Proteins are the molecules that get work done in nature, and there’s a whole industry emerging around successfully modifying and manufacturing them for various uses. But doing so is time consuming and haphazard; Cradle aims to change that with an AI-powered tool that tells scientists what new structures and sequences will make a protein do what they want it to. The company emerged from stealth today with a substantial seed round.
AI and proteins have been in the news lately, but largely because of the efforts of research outfits like DeepMind and Baker Lab. Their machine learning models take in easily collected RNA sequence data and predict the structure a protein will take — a step that used to take weeks and expensive special equipment.
But as incredible as that capability is in some domains, it’s just the starting point for others. Modifying a protein to be more stable or bind to a certain other molecule involves much more than just understanding its general shape and size.
“If you’re a protein engineer, and you want to design a certain property or function into a protein, just knowing what it looks like doesn’t help you. It’s like, if you have a picture of a bridge, that doesn’t tell you whether it’ll fall down or not,” explained Cradle CEO and co-founder Stef van Grieken.
“Alphafold takes a sequence and predicts what the protein will look like,” he continued. “We’re the generative brother of that: You pick the properties you want to engineer, and the model will generate sequences you can test in your laboratory.”
Predicting what proteins — especially ones new to science — will do in situ is a difficult task for lots of reasons, but in the context of machine learning the biggest issue is that there isn’t enough data available. So Cradle originated much of its own dataset in a wet lab, testing protein after protein and seeing what changes in their sequences seemed to lead to which effects.
Interestingly the model itself is not biotech-specific exactly but a derivative of the same “large language models” that have produced text production engines like GPT-3. Van Grieken noted that these models are not limited strictly to language in how they understand and predict data, an interesting “generalization” characteristic that researchers are still exploring.
The protein sequences Cradle ingests and predicts are not in any language we know, of course, but they are relatively straightforward linear sequences of text that have associated meanings. “It’s like an alien programming language,” van Grieken said.

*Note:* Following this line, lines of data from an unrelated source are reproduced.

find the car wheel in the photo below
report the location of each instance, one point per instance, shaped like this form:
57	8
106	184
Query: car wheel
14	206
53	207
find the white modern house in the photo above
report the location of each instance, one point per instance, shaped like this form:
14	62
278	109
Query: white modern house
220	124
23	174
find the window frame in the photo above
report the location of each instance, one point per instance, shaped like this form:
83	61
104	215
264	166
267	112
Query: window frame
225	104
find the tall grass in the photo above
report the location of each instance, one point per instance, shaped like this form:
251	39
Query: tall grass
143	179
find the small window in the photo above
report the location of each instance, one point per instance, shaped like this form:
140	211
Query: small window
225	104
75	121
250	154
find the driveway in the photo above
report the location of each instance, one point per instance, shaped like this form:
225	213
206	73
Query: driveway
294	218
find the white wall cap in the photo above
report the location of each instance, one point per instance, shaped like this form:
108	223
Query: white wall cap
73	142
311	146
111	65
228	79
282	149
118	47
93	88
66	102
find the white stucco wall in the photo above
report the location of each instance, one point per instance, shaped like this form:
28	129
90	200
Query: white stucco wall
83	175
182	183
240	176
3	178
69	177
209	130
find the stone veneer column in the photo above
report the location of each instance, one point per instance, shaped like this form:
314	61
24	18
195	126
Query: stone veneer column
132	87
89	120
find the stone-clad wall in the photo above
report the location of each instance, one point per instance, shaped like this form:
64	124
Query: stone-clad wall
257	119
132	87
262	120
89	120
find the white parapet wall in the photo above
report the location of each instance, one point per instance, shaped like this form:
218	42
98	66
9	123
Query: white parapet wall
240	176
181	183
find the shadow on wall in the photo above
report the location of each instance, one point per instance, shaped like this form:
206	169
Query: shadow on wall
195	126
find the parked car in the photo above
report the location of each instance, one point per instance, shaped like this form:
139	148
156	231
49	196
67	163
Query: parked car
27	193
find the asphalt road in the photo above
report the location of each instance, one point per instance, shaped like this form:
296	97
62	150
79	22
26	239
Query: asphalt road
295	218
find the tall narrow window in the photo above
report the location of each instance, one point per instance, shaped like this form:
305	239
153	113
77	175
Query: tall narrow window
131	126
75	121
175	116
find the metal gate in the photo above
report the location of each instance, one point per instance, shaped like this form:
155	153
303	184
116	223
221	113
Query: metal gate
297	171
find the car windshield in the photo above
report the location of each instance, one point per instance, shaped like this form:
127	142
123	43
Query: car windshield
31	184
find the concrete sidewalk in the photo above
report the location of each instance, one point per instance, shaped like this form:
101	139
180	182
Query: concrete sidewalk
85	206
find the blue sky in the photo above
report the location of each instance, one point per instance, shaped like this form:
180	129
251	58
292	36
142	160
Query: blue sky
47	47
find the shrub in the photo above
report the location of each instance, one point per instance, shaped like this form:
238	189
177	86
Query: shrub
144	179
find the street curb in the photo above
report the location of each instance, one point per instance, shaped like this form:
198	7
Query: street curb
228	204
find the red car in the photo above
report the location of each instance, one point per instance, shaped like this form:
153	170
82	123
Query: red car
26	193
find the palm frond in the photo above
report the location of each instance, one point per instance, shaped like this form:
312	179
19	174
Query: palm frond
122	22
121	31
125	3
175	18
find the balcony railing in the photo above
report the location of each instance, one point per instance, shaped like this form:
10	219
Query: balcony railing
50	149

Protein engineers aren’t helpless, of course, but their work necessarily involves a lot of guessing. One may be fairly certain that among the 100 sequences they’re modifying is the combination that will produce the desired effect, but beyond that it comes down to exhaustive testing. A bit of a hint here could speed things up considerably and avoid a huge amount of fruitless labor.
The model works in three basic layers, he explained. First it assesses whether a given sequence is “natural,” i.e.. whether it is a meaningful sequence of amino acids or just random ones. This is akin to a language model just being able to say with 99% confidence that a sentence is in English (or Swedish, in van Grieken’s example), and the words are in the correct order. This it knows from “reading” millions of such sequences determined by lab analysis.
Next it looks at the actual or potential meaning in the protein’s alien language. “Imagine we give you a sequence, and this is the temperature at which this sequence will fall apart,” he said. “If you do that for a lot of sequences, you can say not just, ‘this looks natural,’ but ‘this looks like 26 degrees Celsius.’ that helps the model figure out what regions of the protein to focus on.”
The model can then suggest sequences to slot in — educated guesses, essentially, but a stronger starting point than scratch. The engineer or lab can then try them and bring that data back to the Cradle platform, where it can be re-ingested and used to fine-tune the model for the situation.
Modifying proteins for various purposes is useful across biotech, from drug design to biomanufacturing, and the path from vanilla molecule to customized, effective and efficient molecule can be long and expensive. Any way to shorten it will likely be welcomed by, at the very least, the lab techs who have to run hundreds of experiments just to get one good result.
Cradle has been operating in stealth and is now emerging having raised $5.5 million in a seed round co-led by Index Ventures and Kindred Capital, with participation from angels John Zimmer, Feike Sijbesma and Emily Leproust.
Van Grieken said the funding would allow the team to scale up data collection — the more the better when it comes to machine learning — and work on the product to make it “more self-service.”
“Our goal is to reduce the cost and time of getting a bio-based product to market by an order of magnitude,” said van Grieken in the press release, “so that anyone — even ‘two kids in their garage’ — can bring a bio-based product to market.”